To understand why, let’s take the example of an autonomous long-haul truck.

The AI Level 4 (no driver) enabled Peterbilt truck hauling cargo destined for Seattle will leave its starting hub outside Washington DC, and for the next two days it will autonomously operate across country, saving its owner cost and time. Driving all day and night, it will encounter rain, snow, wind, variable traffic conditions, and some unexpected events like animal crossings or debris in the road. There will be the construction lane shifts to be navigated outside Chicago. Once in Seattle, it will drop off its cargo, get reloaded, and be back on the road 2 hours later. Time is money, and maximizing utilization of the quarter of million-dollar truck is pumping up the operating company’s bottom line.

Upfront investment outfitted the truck with a myriad of sensors, including lidar (light detection and ranging) cameras and radars, along with a powerful and rugged AI inferencing computer server. The data being pumped out by the sensors generates thousands of inquires a second to the on-board inference engines. The blip coming in from lidar #1 asks, what is it seeing? Is it normal? Do I need to do something? Thousands of such blips are continuously streaming in from each independent sensor, and are generating a steady stream of inferencing queries. The first task needing to be accomplished is perception and environmental awareness, such as what is going on around the truck, and how does it relate to the understanding of where it is located.  It checks its acquired understanding with the pre-conceived view, based on the continually updated GPS mapping coordinates. The next step is system planning and decision-making. Based on the perceived world what actions are required? Thousand of micro decisions need to be made.  Are we approaching a curve? has someone slammed on their breaks in the lane ahead? Are we headed up a grade and need more acceleration? Different inference models are being taxed with different sets of inquiries. Some answers are generating new queries to different engines. And all of this is operating in real-time. There is no lag time available to wait for decisions. Finally, the actuation stage is where instructions are relayed to the steering and braking systems, with fine-tuned adjustments streaming in continuously.

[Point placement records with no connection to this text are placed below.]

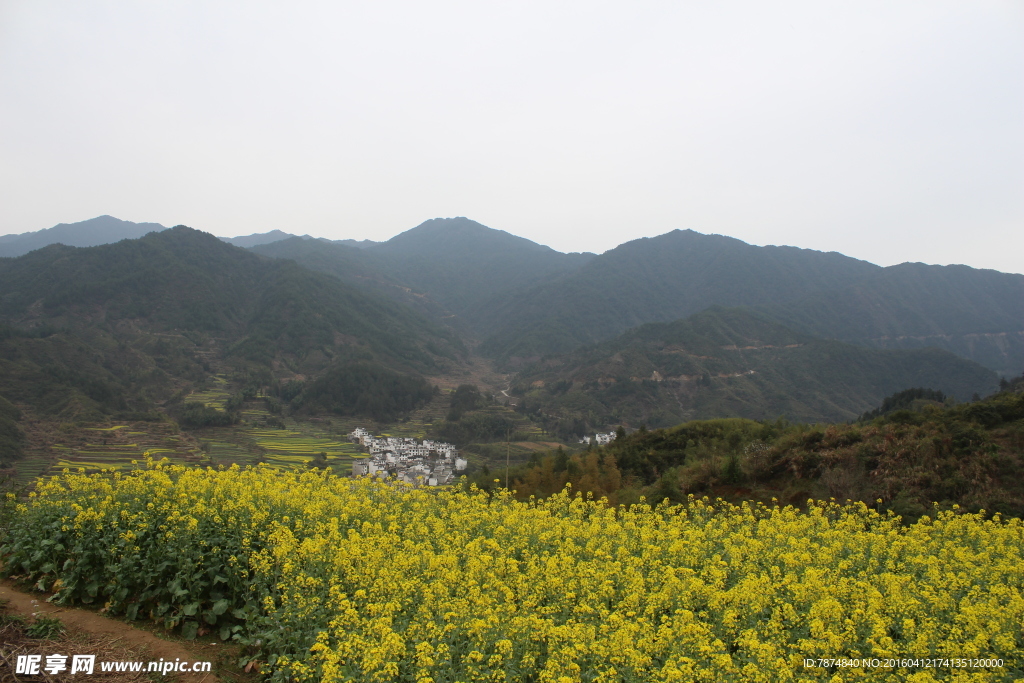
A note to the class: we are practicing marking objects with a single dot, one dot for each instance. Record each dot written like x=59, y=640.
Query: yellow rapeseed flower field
x=329, y=579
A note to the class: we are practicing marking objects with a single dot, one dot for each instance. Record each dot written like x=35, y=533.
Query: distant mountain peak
x=99, y=230
x=446, y=232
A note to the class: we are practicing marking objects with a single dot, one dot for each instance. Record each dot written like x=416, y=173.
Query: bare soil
x=110, y=639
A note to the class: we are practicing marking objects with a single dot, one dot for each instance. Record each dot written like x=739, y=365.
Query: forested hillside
x=99, y=230
x=125, y=327
x=730, y=363
x=969, y=455
x=977, y=314
x=655, y=280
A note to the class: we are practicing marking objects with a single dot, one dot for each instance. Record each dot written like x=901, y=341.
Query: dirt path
x=29, y=604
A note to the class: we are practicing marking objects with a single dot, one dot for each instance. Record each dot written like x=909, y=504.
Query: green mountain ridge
x=127, y=326
x=730, y=363
x=977, y=314
x=99, y=230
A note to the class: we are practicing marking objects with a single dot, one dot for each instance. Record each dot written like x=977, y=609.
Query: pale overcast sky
x=888, y=130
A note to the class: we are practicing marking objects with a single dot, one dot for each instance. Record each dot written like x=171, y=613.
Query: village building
x=426, y=463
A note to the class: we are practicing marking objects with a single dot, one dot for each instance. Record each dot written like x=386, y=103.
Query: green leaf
x=188, y=630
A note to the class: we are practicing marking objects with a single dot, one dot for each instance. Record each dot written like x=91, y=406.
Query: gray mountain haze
x=99, y=230
x=522, y=301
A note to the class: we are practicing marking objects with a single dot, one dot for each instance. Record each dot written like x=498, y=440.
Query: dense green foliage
x=969, y=454
x=127, y=326
x=11, y=436
x=197, y=415
x=903, y=400
x=463, y=264
x=730, y=363
x=466, y=397
x=363, y=388
x=99, y=230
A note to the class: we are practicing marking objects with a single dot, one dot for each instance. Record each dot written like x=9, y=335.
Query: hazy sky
x=890, y=131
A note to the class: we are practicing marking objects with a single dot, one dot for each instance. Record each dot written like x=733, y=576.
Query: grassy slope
x=730, y=363
x=969, y=455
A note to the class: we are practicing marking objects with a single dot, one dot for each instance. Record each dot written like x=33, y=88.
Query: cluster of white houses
x=599, y=438
x=430, y=463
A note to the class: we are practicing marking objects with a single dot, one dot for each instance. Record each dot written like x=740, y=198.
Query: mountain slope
x=461, y=263
x=359, y=267
x=655, y=280
x=123, y=326
x=100, y=230
x=732, y=363
x=977, y=314
x=256, y=239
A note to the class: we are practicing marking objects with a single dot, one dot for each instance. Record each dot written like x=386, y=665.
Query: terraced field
x=214, y=395
x=260, y=437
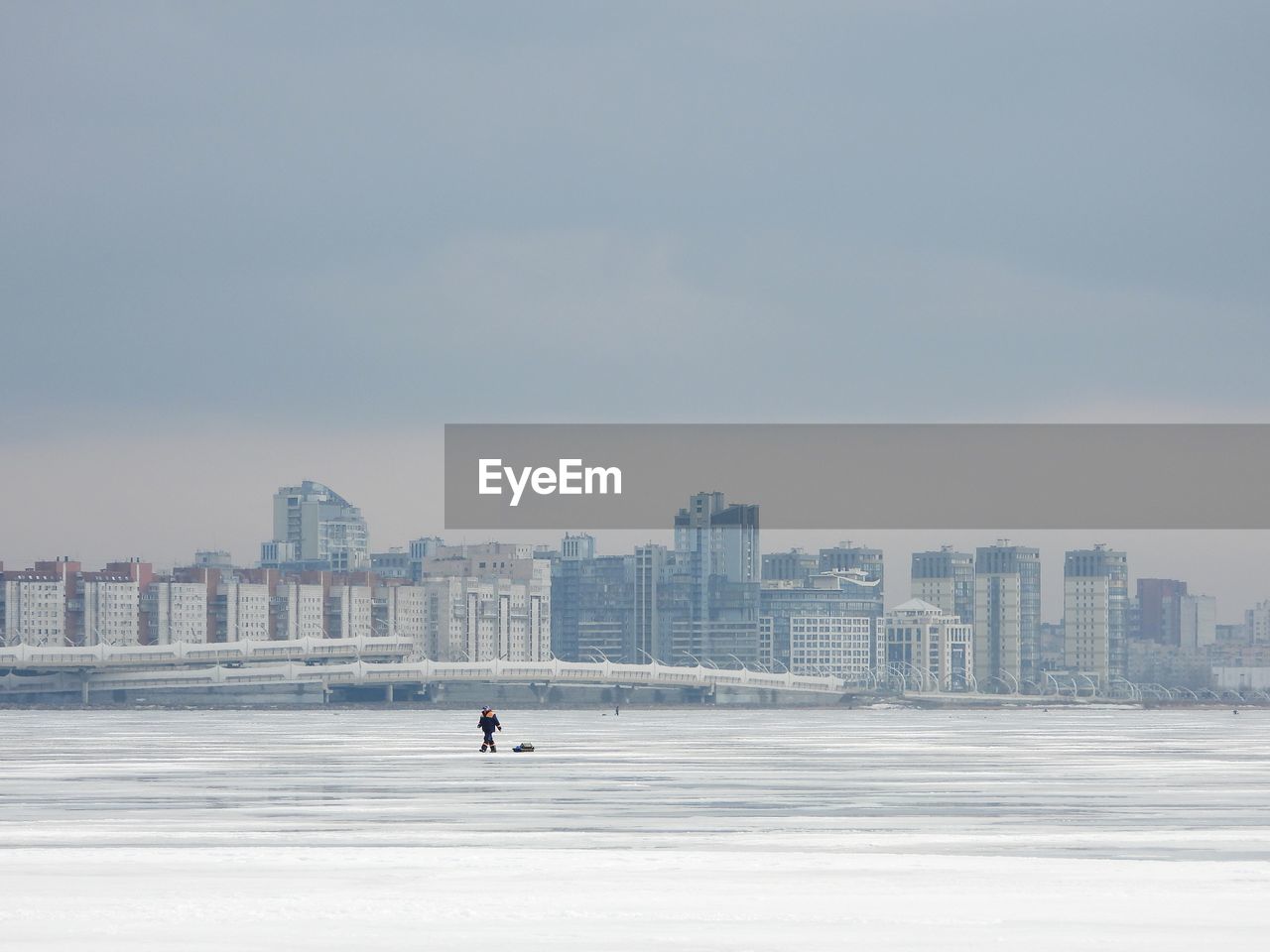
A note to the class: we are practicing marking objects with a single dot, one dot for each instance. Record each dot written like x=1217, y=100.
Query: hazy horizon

It is clear the operation of the autonomous truck is dependent on not a single inference query, but thousands, simultaneously and all posing different types of questions. The AI inference computer is supporting many different model types, each handling a high bandwidth of incoming questions. The powerful GPU-based system is ideal for handling all of this, and doing it with low latency, so decisions are made and instructions carried out in real-time.

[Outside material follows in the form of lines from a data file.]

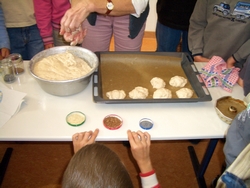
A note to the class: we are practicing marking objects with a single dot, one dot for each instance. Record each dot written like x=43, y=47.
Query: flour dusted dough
x=178, y=81
x=116, y=94
x=184, y=93
x=162, y=93
x=138, y=93
x=157, y=83
x=63, y=66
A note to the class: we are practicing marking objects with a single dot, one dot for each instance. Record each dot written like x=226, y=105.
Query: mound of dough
x=116, y=94
x=184, y=93
x=63, y=66
x=178, y=81
x=138, y=93
x=162, y=93
x=157, y=83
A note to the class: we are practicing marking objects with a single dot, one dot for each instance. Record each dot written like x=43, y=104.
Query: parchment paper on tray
x=127, y=70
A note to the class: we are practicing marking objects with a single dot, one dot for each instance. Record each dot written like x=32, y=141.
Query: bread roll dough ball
x=157, y=83
x=138, y=93
x=178, y=81
x=116, y=94
x=162, y=93
x=184, y=93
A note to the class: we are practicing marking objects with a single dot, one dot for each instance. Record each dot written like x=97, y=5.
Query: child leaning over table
x=238, y=137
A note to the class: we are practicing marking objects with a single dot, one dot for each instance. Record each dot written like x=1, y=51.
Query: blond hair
x=96, y=166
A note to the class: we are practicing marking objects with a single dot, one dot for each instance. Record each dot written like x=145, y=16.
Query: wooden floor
x=41, y=164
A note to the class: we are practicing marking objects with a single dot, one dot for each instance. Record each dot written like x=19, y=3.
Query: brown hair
x=96, y=166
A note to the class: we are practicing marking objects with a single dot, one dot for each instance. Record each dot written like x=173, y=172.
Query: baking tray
x=127, y=70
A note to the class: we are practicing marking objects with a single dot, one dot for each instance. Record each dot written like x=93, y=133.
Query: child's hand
x=84, y=138
x=140, y=148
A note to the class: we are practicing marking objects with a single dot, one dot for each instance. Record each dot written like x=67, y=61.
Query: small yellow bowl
x=76, y=118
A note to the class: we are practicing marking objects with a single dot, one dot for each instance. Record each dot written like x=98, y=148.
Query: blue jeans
x=25, y=41
x=168, y=39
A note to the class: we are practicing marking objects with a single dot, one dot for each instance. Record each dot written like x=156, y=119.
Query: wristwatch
x=110, y=7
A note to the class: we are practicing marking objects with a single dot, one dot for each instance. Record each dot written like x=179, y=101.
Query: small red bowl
x=112, y=122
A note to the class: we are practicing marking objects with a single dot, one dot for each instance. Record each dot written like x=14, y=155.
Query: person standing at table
x=81, y=9
x=21, y=25
x=128, y=31
x=220, y=29
x=95, y=165
x=4, y=38
x=48, y=16
x=172, y=24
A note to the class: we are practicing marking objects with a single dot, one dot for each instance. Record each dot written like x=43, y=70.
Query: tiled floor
x=41, y=164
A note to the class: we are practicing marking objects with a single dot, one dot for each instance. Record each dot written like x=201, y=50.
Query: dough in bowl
x=138, y=93
x=162, y=93
x=116, y=94
x=178, y=81
x=157, y=83
x=184, y=93
x=63, y=66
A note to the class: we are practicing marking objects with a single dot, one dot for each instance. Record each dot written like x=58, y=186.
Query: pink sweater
x=48, y=15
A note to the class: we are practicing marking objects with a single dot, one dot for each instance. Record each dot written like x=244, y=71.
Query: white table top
x=42, y=116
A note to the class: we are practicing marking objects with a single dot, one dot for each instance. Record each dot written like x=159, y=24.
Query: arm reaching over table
x=80, y=9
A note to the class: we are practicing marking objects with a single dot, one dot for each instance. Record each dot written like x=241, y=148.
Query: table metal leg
x=200, y=168
x=4, y=163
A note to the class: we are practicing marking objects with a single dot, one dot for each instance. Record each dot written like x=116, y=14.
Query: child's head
x=96, y=165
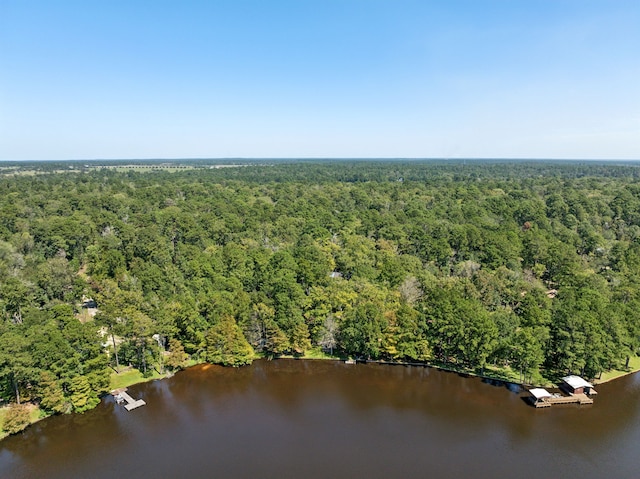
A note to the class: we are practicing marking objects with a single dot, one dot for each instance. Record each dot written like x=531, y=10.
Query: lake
x=327, y=419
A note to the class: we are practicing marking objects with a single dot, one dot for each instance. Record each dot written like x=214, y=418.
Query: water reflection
x=292, y=418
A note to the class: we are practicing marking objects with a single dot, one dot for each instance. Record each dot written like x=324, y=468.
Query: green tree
x=16, y=418
x=227, y=345
x=82, y=397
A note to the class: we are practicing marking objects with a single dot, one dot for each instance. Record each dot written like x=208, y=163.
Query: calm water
x=322, y=419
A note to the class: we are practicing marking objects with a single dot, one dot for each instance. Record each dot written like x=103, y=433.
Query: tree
x=82, y=397
x=227, y=345
x=51, y=394
x=177, y=358
x=16, y=418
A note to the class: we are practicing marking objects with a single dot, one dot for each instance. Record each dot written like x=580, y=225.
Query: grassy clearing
x=131, y=377
x=634, y=366
x=34, y=416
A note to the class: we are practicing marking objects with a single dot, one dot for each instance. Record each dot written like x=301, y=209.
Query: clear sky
x=319, y=78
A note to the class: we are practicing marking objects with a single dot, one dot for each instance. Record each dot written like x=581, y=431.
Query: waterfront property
x=121, y=397
x=577, y=385
x=578, y=390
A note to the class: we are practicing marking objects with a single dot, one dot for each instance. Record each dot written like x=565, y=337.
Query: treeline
x=529, y=266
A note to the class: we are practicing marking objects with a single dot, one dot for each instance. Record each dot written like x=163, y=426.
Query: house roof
x=577, y=382
x=540, y=393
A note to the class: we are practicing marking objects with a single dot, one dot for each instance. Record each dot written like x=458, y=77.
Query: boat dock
x=121, y=396
x=573, y=399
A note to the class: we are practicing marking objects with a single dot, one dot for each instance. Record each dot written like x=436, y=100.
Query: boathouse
x=540, y=397
x=577, y=385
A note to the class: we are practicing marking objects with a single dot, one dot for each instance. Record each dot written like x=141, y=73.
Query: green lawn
x=130, y=377
x=634, y=366
x=36, y=415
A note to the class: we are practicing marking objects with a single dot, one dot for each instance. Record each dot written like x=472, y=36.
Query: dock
x=543, y=398
x=121, y=396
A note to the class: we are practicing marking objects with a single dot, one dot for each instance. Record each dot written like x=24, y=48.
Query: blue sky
x=319, y=78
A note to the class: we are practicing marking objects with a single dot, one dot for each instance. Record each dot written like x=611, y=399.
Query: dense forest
x=532, y=267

Not surprisingly, the more GPU power that can be provided, the more sophisticated the response capability. The data scientists can develop more and more sophisticated models that will increase the efficiency, resiliency, and safety of the autonomous truck. The goal of the hardware designer is to provide headroom to allow the software to evolve to higher and higher value solutions.

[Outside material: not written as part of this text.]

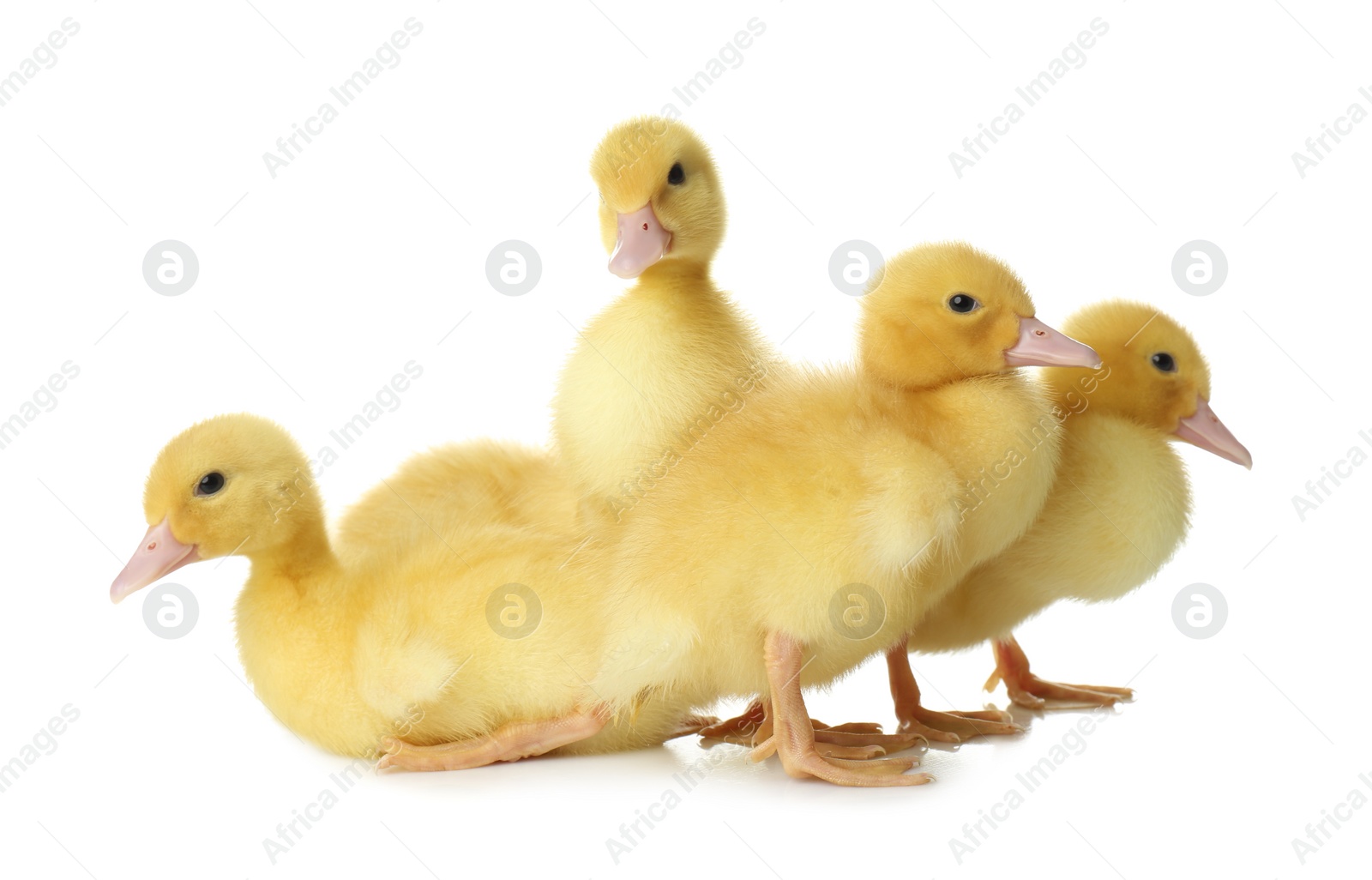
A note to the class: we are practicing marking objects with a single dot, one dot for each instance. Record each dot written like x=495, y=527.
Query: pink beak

The autonomous truck is but one example of the need for very high-performance inferencing solutions at the edge. Imagine similar requirements in autonomous mining, agriculture, construction, and oil/gas operations.

Autonomous Trucks GPUs

Whereas AI training will consume entire GPUs for hours and even days. AI inferencing requires powerful GPUs for real-time responsiveness. If you are an inference engine in an IoT device, you can get by with a low power embedded process or GPU, but if you are a long-haul autonomous truck hurling down the highway in variable conditions, you need to be processing a flood of "what is that?" and "what should I do?" inquiries simultaneously.

So yes, you do need powerful GPUs for AI inferencing at the edge. Oh, and by the way, they need to be rugged too. That is for discussions in other blogs. These are not your dad’s datacenter systems, these are specialized systems with no-compromise performance, ready for rugged edge deployments. These are AI Transportable systems.